One of Sean’s earliest memories is sending off to a local newspaper for a 6 seed starter pack. Also, his first article for the school magazine explained how to disbud a show chrysanthemum, much to the amusement of the rest of the class.
Sean is completely self-taught and has no formal garden training. He is also a self-taught flower designer and recently passed his National Association of Flower Arrangement Societies demonstrators test.
Sean says gardening “makes me feel intoxicated. I feel completely lost when I’m in the garden. It’s the same as yoga; you don’t have an intrusive thought – not what you’ll have for tea. Nothing.”

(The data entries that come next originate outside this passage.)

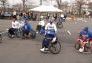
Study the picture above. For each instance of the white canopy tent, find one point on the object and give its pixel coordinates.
(46, 8)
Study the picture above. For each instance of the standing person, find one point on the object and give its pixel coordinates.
(49, 27)
(14, 14)
(41, 25)
(15, 26)
(27, 28)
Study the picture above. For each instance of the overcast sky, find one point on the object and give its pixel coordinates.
(33, 1)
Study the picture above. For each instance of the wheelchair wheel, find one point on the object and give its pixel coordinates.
(55, 48)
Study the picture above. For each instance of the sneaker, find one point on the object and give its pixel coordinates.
(43, 49)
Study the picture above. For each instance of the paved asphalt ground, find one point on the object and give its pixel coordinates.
(28, 51)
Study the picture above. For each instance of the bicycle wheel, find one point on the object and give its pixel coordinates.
(55, 48)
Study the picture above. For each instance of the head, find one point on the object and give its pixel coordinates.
(85, 29)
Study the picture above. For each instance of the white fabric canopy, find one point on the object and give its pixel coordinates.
(46, 8)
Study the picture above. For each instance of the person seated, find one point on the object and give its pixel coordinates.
(50, 26)
(83, 38)
(15, 26)
(41, 25)
(26, 29)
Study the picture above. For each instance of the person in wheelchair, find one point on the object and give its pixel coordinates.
(41, 25)
(84, 38)
(15, 26)
(26, 29)
(51, 31)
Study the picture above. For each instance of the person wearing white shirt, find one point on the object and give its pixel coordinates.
(45, 43)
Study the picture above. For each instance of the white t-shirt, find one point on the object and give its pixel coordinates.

Sean describes his role as project manager on the courtyard garden in the young offender’s institution (Northumberland Prison) as his defining moment.
Sean describes himself as a bit of a perfectionist, and he likes working to a deadline.
“It would be amazing that a son of a pitman could have a garden at Chelsea”.
Steph Humes
Steph is 23 and the youngest designer in the competition. She works in Waitrose in St Ives, Cambridgeshire where she lives with her parents. Gardening is Steph’s life - her 21st birthday present was an allotment.
When Steph first went to Chelsea in 2011 and saw it for the first time, it made her really want to go into garden design
After she left school Steph thought it would be important to get a degree in something she could fall back on although she knew she really wanted to work with plants. She did an English Lit degree through the Open University.
During her degree she also did a garden design course through the Open University and her RHS level 2.
Now Steph feels like she’s at a point where she can really focus on garden design.
When Steph first went to Chelsea in 2011 and saw it for the first time, it made her really want to go into garden design: “Seeing Chelsea in real life is so different to on TV”
She describes herself as a perfectionist and a ridiculously hard worker.